わあわあと電話越しで話し倒す母を苦笑いしながらいなして私は電話を切った。あの人は話が長くなれば長くなるほど興奮してきて、なんだかまだ喋りたそうだったけど、私は私で人を待たせているのだ。申し訳ないけどまた今度かけるからと心の中であらかじめ謝って電源も切った。
 入り口の店員に小さく会釈して私はその奥の席に座っていた彼のところに向かった。重たいカバンを椅子の下に置く。グラスに入ったお冷が二つテーブルに並べられていてじっとメニューを読んでいるところを見るとまだ頼んではいないようだった。

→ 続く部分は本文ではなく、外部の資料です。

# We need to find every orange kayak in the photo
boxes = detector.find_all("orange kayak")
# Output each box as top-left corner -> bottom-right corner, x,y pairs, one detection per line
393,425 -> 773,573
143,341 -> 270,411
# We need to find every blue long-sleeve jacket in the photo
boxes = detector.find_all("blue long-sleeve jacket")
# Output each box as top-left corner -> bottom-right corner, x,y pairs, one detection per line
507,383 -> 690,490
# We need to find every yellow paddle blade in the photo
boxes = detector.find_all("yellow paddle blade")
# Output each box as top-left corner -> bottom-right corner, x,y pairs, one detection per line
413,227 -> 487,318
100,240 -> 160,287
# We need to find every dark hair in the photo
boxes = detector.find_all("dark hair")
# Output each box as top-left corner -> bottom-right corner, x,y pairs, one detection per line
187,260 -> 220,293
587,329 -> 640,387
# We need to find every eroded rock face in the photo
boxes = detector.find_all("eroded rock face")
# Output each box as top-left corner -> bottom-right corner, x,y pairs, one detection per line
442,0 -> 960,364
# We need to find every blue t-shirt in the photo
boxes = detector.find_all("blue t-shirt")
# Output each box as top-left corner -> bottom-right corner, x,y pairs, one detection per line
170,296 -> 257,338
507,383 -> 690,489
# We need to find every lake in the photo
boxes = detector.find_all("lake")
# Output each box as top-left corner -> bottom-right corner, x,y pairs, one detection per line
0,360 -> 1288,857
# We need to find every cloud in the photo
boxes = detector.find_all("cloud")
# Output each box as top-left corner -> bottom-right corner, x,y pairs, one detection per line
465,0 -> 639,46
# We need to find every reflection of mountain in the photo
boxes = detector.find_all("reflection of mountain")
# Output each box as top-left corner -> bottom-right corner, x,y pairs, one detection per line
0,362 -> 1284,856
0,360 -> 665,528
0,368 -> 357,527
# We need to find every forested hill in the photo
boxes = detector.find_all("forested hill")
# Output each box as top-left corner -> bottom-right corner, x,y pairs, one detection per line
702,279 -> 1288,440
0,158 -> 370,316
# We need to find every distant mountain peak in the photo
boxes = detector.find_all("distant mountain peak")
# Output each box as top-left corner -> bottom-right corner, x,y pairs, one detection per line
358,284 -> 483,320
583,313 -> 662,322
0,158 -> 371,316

「ごめんね。待たせちゃって。なんでも好きな物頼んでくれてよかったのに」
「いやオレも少し前にきたところなんで。名前さんがくるまではさすがに注文するの待ちますよ」
 桜哉くんは「大変そうすね」とメニュー表に顔を向けたまま目線だけこちらに寄越した。この位置から出入口付近はよく見えるから、もしかすると私が電話しているのを見ていたのかもしれないなと水を喉に流しこんでそんなことを考える。
「この歳になるとさ」
 店員さんに適当に頼んだ後、私はメニュー表をしまいながらそう呟く。
「ほら。お見合いとか、お付き合いとか、結婚とか。それこそ出産、子育ての話が出てくるんだよ」
 はあ、と彼はなにげない相槌を打った。大方私の格好と合わないな、くらい思っているんだろう。無理もない。
 私はそのままぼそぼそ呟く。
「まあ私としては、別にそれでもいいんだけどね。お母さんに孫の顔見せてあげるのも一つの親孝行の形だと思うし。ただそれだとさ、お母さんに今の私を見られるわけじゃん」
 私は膝丈のスカートをテーブルの下で軽く持ち上げた。最近衣替えをしたばかりでクリーニング屋さんから持って帰ってきたすぐの少しだけざらざらとした薄手の生地が手に馴染む。本来ならばこれに懐かしさを感じるところだろう。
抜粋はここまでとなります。